The world’s second largest economy is now a global leader in its use of industrial robots. In 2016, sales of industrial robots in China reached 87,000 and accounted for 30 percent of the global market.
In the spring issue of the Journal of Economic Perspectives, authors Hong Cheng, Ruixue Jia, Dandan Li, and Hongbin Li dig into China’s rise to the forefront of industrial robotics. They collected some of the world’s first firm-level data on China’s investment in robot usage in new survey they developed, called the China Employer-Employee Survey. Among other findings, they say that unlike in the US, government policymakers and workers are both welcoming the change rather than wringing their hands about potential displacement of blue collar labor.

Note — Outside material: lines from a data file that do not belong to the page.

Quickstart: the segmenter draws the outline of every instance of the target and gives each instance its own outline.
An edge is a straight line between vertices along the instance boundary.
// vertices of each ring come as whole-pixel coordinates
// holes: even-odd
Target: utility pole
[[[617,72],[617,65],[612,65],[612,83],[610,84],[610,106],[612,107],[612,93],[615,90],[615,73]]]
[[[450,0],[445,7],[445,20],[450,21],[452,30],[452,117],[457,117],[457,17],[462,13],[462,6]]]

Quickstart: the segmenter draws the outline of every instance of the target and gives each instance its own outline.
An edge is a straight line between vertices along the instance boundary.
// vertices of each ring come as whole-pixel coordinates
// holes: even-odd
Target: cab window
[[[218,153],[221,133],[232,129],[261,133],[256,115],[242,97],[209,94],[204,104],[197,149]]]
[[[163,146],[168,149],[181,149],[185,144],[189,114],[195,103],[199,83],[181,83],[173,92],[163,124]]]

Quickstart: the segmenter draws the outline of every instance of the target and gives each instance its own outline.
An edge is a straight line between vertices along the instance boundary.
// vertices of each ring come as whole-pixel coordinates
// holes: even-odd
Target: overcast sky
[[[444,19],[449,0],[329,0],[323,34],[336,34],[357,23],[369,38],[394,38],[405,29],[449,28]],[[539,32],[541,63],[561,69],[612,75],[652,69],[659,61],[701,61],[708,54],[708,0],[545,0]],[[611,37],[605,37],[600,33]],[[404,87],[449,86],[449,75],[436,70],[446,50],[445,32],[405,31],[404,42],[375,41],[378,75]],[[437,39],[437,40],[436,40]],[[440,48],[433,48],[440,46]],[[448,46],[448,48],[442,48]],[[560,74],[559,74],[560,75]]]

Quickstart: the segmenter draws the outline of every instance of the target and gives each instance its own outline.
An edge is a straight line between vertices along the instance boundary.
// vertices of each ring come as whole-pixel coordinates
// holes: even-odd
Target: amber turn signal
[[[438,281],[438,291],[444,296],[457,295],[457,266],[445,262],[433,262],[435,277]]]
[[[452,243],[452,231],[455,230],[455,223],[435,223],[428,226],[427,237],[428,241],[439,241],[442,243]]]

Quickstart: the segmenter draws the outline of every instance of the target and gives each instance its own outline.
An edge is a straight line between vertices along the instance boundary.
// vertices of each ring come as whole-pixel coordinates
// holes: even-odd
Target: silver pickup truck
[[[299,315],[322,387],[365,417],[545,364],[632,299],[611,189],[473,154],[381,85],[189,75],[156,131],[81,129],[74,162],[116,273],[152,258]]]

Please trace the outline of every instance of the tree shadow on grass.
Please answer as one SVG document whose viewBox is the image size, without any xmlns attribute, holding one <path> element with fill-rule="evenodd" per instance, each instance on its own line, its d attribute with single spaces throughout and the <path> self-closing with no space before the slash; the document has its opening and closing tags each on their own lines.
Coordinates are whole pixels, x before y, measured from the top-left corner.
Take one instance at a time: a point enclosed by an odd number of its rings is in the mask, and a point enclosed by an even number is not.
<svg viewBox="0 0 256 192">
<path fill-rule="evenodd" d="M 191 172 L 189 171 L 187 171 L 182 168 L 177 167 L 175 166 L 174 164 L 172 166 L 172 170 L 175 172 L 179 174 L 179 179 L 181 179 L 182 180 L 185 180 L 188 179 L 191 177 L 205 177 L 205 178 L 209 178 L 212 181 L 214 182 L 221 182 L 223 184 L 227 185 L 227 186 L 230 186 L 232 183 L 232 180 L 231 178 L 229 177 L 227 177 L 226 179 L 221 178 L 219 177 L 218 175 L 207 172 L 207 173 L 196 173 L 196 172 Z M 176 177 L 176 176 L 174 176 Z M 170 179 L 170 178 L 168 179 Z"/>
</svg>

Figure 1 from Cheng et al. (2019)
Figure 1 from their paper charts the dramatic ascendency of robots in China. It shows the top five robot markets in the world—China, Japan, the United States, South Korea, and Germany—which accounted for 72 percent of the world’s operational robot units in 2016. Once a dominant market for robotics in the late 1990s, Japan is the only one of the five to experience declining stock. Meanwhile, China has surged in the past decade and hit 339,970 operational units in 2016, accounting for 19 percent of the total worldwide.
Similar to the other top markets, in China the leading users of robots were the automotive and electronics industries. They were followed by metal, plastic and chemical, and the food and beverage industries. But there is wide variation across firms within the same industry. The authors said that companies' decisions to invest in robots are shaped by two underlying forces. The first is the declining growth of working-age population and rising wages, something many economies are dealing with. The second, which may be specific to China, is the government industrial policies driven by the imperative to lead a new wave of Industrial Revolution.